When Peter Townend and Ian Cairns stumbled into coaching the U.S. NSSA team back in 1980 he definitely was not expecting to coach the first Chinese Olympic surfing team in 2017, let alone train them in a wave pool in the Basque Country.
Originally story by Nick Carrol- Coastal Watch
Posted on November 3, 2017
PT has coached the Chinese Olympic surfing team for over a year now on Hainan Island and beyond. As far as the future for growing the sport in China he said “Wave pools in China?” as he half raised an eyebrow, “It’s more a matter of which ones.”
For those that don’t know, China’s surfing future won’t only rely on pools. PT wants people to know there’s more to China then polluted water and a wall. They get pumping surf, and it’s as beautiful as Fiji. “There are sand points, like the Gold Coast, and there’s nobody around! You walk through the jungle and come out onto a pristine beach – and it’s empty.”
There are 400 million people that live near the coast in China. Someone is bound to be a pivotal piece in China’s surfing history. Though not all of them will have access to good or clean oceans, they still have hope.
It seems like using pools in China as a proper way to train is just a matter of time. However, first the pool needs to be selected. PT is hoping for the Wavegarden style as opposed to KSWC.
“Kelly’s might be too advanced for this crew. Plus the Cove is shorter and more coachable” says Pete. As time goes on and the Chinese improve their surfing- which they will, maybe his mind will change.
“Everything they’ve learned about surfing comes from a video” says Pete. “They all tend to push off the front foot like they are skating”.

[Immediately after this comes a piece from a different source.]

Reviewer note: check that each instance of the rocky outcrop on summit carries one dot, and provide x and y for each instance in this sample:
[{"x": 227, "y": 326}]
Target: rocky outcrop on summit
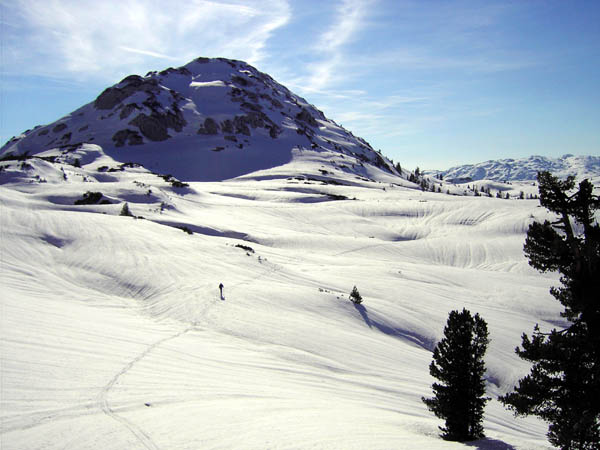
[{"x": 188, "y": 112}]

“I get them to put an ankle weight on the back foot when they surf, just to remind them it’s there, so they don’t forget to use it.” – With tactics like this, it’s easy to Imagine the skill that will arise from consistent coaching and practice in a wave pool.
All of the pools are a back-footed surfers heaven. Steep, tight little turns, cranking compressed pocket snaps and hacks.
China is trying to do what they can for the surfers however, they’ve been misguided in some efforts. For example, the boards that they’re riding in the video are from California. The team went last September and the Government handlers that run the surfing program thought that they could just buy fifty 5’11”s at a bulk price for the whole team.
“The Government struggles with individualism” says Pete. Everyone is learning throughout this process, not just the athletes.
Nonetheless, they are looking to take the Olympics. They plan to expand the team from the Hainan Island crew and set up other teams in five mainland provinces. Each province wants to get ahold of the best national prospects, which has created a bidding war.
They’re even recruiting top athletes from other sports. When asked about future coaching opportunities Pete Said, “There’ll be opportunities for guys to live in China and make good money.”
But he’s not there for the money. Pet Townend influenced and evolved surfing in his earlier days, now he’s doing it in a different way by pushing Chinese Olympic surfing. “It’s the challenge. For us, the surf culture has been around for a hundred years. When you’re in China, you feel like Duke Kahanamoku.”